Quand Francis Vailles a communiqué avec moi le 16 mars dernier, j’ai refusé de commenter ses hypothèses (ce qu’il a d’ailleurs souligné dans sa chronique deux jours plus tard), même si je lui ai fourni une méthode pour estimer leurs impacts sur l’emploi et le chômage.

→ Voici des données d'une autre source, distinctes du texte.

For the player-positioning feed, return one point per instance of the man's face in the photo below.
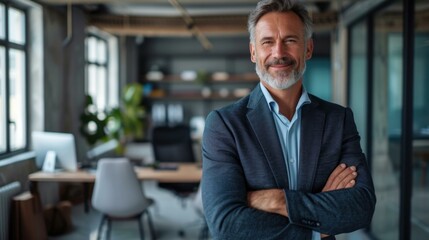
(280, 49)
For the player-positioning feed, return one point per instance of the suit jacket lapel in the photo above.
(312, 126)
(260, 118)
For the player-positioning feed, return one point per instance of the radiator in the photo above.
(6, 194)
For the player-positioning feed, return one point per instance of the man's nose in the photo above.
(279, 49)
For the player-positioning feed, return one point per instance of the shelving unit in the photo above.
(229, 55)
(173, 88)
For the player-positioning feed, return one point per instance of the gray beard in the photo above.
(284, 81)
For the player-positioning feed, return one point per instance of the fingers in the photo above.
(344, 178)
(341, 177)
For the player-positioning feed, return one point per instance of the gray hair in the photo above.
(267, 6)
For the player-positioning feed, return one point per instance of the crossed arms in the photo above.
(234, 210)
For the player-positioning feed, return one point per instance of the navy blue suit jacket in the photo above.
(242, 152)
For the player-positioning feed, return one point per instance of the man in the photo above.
(281, 163)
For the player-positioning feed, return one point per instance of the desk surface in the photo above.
(184, 173)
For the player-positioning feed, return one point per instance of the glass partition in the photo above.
(420, 197)
(386, 120)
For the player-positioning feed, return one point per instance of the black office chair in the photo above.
(174, 144)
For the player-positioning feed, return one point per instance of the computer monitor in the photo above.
(63, 144)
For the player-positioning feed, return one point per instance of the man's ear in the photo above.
(309, 50)
(252, 53)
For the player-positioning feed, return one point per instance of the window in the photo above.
(13, 78)
(101, 81)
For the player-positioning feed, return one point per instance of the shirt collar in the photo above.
(272, 104)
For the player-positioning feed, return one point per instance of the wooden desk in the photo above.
(186, 172)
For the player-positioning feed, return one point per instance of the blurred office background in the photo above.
(191, 56)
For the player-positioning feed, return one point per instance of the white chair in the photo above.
(118, 194)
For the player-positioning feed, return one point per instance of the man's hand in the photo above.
(341, 177)
(269, 200)
(274, 200)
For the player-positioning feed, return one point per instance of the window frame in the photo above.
(8, 45)
(104, 65)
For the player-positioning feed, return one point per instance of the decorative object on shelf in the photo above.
(174, 114)
(126, 122)
(223, 92)
(155, 74)
(241, 92)
(202, 76)
(206, 92)
(93, 123)
(188, 75)
(197, 127)
(220, 76)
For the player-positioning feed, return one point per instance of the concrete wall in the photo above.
(64, 72)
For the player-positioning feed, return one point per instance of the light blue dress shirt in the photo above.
(289, 135)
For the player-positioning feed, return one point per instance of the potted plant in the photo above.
(126, 122)
(123, 123)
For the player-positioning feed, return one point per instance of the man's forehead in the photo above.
(284, 23)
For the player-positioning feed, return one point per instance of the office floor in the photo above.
(168, 214)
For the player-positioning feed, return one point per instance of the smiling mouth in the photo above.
(281, 63)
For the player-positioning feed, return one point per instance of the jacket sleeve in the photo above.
(343, 210)
(224, 193)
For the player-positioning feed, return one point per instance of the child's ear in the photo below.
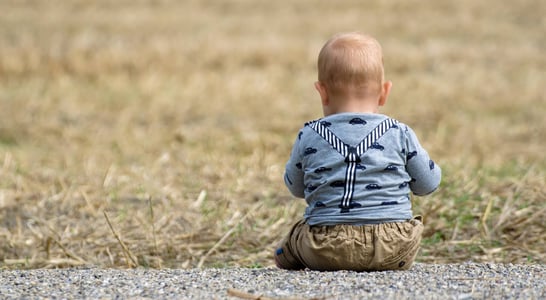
(385, 91)
(321, 88)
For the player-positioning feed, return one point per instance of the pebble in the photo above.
(422, 281)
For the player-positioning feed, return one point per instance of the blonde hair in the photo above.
(350, 60)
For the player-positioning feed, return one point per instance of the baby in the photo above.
(356, 169)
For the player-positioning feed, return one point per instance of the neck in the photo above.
(352, 106)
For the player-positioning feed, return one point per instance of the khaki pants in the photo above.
(387, 246)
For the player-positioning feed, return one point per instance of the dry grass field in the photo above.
(155, 133)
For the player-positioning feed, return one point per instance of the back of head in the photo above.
(351, 60)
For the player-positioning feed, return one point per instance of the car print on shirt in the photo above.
(322, 169)
(411, 155)
(311, 188)
(391, 168)
(309, 151)
(325, 123)
(357, 121)
(373, 186)
(319, 204)
(377, 146)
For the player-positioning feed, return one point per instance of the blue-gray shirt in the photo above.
(359, 169)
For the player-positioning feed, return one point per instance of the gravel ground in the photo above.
(423, 281)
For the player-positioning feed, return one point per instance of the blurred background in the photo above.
(155, 133)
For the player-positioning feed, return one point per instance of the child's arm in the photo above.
(425, 174)
(293, 175)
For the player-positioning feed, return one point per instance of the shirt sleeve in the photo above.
(293, 175)
(425, 174)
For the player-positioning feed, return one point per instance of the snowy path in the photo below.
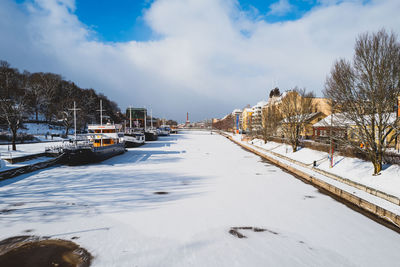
(212, 185)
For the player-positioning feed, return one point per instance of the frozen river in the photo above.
(175, 201)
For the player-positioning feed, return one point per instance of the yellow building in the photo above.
(247, 119)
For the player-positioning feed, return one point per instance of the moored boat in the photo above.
(164, 130)
(102, 142)
(151, 134)
(134, 138)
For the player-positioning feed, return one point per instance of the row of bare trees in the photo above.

Il est arrivé à un taux de chômage de 9,4 %, taux qu’il trouvait avec raison énorme compte tenu de son niveau de 4,5 % en février 2020. Quelques jours plus tard, après l’annonce de fermeture des entreprises des secteurs non prioritaires, Julia Posca de l’Institut de recherche et d’informations socio-économiques (IRIS) a fait un exercice semblable avec sensiblement la même méthode (je lui avais conseillé de souligner les incertitudes entourant cet exercice, ce qu’elle a fait en disant clairement qu’il s’agissait d’un «exercice périlleux») pour en arriver à un taux de chômage de 32 %! Notons que depuis, le gouvernement a transformé son ordre de fermeture des entreprises des secteurs non prioritaires en un ordre de réduire au minimum leurs activités. Puis, ce fut au tour de la firme-conseil Aviseo d’arriver avec une méthode tout à fait différente (je ne leur ai pas parlé!) à un taux de chômage trimestriel de 24,2 %, ce qui est un peu moins élevé que le résultat de l’IRIS, mais pas d’un ordre de grandeur totalement différent. Et aujourd’hui, c’est au tour du DPB de se prononcer et il calcule avec son scénario que ce taux atteindrait 15,0 % au Canada (sans estimation pour les provinces) au cours du troisième trimestre de 2020 (14,8 % au deuxième), tout en prenant bien soin de préciser que son «scénario ne constitue pas une prévision. Il ne montre qu’une des issues possibles à la situation». On voit à quel point j’ai eu raison de ne pas m’avancer sur les hypothèses de M. Vailles, même si elles étaient plausibles avec les informations dont on disposait à l’époque (il y a 11 jours!).

Bref, je vais continuer à refuser de m’avancer sur la vitesse de rétablissement de l’économie, ne sachant même pas quand le confinement se terminera et si des traitements et des vaccins seront disponibles avant un an. Toutefois, j’en reparlerai sûrement!